1921 : Wetterlé et le problème des langues

Il faut toujours se méfier des élus qui portent un uniforme non-adéquat à l’exercice de leurs fonctions politiques. Toujours en robe, Wetterlé profitait de son aura d’homme d’église pour proférer des mensonges et contre-vérités sur l’Alsace. Il parlait au nom de tous ses habitants, qui selon lui haïssait l’Allemagne et voulaient tous REdevenir français (un grand nombre n’avaient jamais été français). Cela ne l’empéchait pas de critiquer l’influence néfaste des curés et pasteurs alsaciens sur leurs ouailles.

La question du bilinguisme et celle de l’école confessionnelle sont étroitement unies eu Alsace. La seconde, plus délicate, ne se confond pas cependant avec la première, bien que certains esprits de la droite politique en fassent les deux paragraphes d’un même chapitre.

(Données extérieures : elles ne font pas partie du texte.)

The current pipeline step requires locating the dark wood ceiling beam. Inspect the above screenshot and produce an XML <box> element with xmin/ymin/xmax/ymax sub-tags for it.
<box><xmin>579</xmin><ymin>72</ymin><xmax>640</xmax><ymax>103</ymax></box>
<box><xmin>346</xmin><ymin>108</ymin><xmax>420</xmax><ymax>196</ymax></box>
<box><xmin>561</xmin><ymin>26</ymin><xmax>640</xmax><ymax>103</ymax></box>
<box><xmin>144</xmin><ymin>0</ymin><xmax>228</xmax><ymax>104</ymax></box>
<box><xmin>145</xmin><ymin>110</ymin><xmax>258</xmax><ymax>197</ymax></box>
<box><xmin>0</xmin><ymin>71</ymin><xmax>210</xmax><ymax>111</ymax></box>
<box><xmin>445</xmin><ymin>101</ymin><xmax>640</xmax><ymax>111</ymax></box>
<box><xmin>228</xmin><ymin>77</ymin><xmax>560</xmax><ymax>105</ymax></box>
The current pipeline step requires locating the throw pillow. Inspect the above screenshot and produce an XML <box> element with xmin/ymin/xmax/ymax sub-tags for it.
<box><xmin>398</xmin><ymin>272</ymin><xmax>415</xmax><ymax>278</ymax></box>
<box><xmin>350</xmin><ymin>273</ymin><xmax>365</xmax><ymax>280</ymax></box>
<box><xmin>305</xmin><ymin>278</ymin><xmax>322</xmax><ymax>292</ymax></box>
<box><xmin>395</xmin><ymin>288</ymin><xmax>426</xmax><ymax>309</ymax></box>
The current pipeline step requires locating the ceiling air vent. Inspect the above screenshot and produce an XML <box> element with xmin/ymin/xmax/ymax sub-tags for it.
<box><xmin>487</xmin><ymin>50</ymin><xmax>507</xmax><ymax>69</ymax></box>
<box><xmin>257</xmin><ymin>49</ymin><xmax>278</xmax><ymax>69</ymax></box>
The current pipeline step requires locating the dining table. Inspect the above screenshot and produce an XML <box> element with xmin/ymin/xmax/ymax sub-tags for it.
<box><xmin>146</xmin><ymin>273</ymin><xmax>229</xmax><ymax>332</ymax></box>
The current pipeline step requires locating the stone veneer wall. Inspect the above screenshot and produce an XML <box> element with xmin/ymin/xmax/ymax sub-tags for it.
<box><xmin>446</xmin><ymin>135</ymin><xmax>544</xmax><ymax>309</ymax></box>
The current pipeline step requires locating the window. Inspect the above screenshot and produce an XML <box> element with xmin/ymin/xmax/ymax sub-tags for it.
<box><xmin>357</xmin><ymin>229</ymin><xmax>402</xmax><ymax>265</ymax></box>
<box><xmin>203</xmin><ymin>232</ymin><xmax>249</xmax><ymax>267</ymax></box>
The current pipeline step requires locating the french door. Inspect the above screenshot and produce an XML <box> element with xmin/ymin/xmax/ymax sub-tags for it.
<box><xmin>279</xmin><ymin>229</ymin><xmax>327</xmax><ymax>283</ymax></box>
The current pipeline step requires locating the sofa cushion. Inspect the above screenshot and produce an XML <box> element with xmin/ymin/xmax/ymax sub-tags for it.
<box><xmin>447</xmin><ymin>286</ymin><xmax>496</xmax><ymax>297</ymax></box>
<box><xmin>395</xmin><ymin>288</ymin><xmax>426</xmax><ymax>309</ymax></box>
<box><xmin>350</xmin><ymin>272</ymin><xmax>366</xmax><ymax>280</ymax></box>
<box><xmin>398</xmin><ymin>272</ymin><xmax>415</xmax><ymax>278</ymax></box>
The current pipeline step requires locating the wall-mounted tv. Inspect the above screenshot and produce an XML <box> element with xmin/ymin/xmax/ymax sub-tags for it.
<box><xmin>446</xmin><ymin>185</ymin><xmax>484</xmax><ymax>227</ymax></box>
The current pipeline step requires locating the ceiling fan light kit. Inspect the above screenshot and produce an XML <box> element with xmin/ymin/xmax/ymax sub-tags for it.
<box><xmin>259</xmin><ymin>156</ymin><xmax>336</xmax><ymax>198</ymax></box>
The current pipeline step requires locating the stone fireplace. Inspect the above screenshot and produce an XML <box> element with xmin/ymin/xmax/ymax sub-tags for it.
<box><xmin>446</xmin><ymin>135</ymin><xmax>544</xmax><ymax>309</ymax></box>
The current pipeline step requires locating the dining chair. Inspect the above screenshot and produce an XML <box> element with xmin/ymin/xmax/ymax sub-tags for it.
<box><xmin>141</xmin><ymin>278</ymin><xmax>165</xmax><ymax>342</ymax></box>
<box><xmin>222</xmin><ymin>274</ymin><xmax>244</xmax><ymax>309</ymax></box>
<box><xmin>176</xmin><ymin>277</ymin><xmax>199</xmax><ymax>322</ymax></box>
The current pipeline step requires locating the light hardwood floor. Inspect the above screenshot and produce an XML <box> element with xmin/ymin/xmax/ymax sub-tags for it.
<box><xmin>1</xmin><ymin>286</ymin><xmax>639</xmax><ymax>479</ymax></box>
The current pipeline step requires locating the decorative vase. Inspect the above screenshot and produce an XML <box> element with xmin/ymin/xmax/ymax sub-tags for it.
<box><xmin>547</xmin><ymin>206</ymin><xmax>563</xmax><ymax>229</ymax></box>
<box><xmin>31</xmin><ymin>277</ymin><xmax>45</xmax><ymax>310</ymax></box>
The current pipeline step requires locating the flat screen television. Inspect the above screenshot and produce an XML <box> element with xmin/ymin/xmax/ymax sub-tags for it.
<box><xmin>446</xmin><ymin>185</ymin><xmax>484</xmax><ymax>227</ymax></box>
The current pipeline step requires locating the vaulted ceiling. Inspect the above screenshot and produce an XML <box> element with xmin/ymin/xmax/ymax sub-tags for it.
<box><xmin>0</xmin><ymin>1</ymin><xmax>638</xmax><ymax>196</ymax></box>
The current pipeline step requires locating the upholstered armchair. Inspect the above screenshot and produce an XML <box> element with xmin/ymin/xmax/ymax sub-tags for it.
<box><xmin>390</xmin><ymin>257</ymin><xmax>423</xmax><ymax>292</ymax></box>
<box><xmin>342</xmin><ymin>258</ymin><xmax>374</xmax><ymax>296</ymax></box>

Sans se prononcer sur la valeur de l’école laïque, M. l’abbé Wetterlé, dans deux études publiées par la Revue de la Semaine et la Revue des Deux Mondes, vient de se désolidariser des «extrémistes cléricaux» (c’est sa propre expression) et d’affirmer que les croyants d’Alsace ne se solidarisent en aucune manière avec les quelques fanatiques, malheureusement très bruyants, qui, par tous les moyens, essaient de créer un particularisme alsacien dans la France unifiée, et pour y arriver plus sûrement, réparent constamment les brèches du mur chinois que l’Allemagne avait élevé entre la France et l’Alsace ».

Une déclaration aussi ferme, signée de M. Wetterlé, prend une importance essentielle si l’on songe qu’il vise, dans ses attaques, des ecclésiastiques et des députés, ses collègues d’Eglise et de Parlement. Sans doute, le passé de M. Wetterlé ne permettait pas de douter de ses convictions ardemment françaises. Il n’exigeait cependant pas un présent aussi net et courageux. L’attitude du député de Colmar est un appui précieux pour ceux qui défendent la langue française en Alsace, puisqu’elle a besoin de défenseurs.

« L’agitation en faveur de la Muttersprache est purement artificielle, dit encore M. Wetterlé. Inspirée aux uns par une simple paresse d’esprit, aux autres, peu nombreux, par des préjugés antinationaux, elle ne correspond nullement aux vœux de la population prise dans son ensemble. »

Cela est évident, si l’on en juge par les manifestations extérieures : les enseignes allemandes ont disparu après l’armistice, comme par enchantement, on entend de plus en plus de français dans les rues, et dans les magasins on sait vous servir en français.

Malgré tout, les détracteurs de la langue française ne travaillent-ils pas en vain. Les apôtres de la Muttersprache se recrutent parmi les ecclésiastiques des deux religions. Ils profitent du prestige de leur autorité et de l’empressement des fidèles à les écouter; il en résulte un courant d’esprit qui n’est pas sans gravité et qu’il importe d’endiguer.

M. Wetterlé a nettement délimité la source de ce mouvement en la dénonçant dans deux périodiques peu suspects de radicalisme.

La conclusion de cet événement — car on peut bien appeler ainsi le coup double de M. Wetterlé — semble la nécessité de créer une opinion catholique libérale et nationale. Il serait funeste de se priver du concours d’une force aussi considérable que la masse catholique de la population, sous prétexte que de ses rangs se détachent des théoriciens « insanes ». Comme le disait un professeur de l’Université, il faut veiller en politique à ne pas casser le fil… G. B.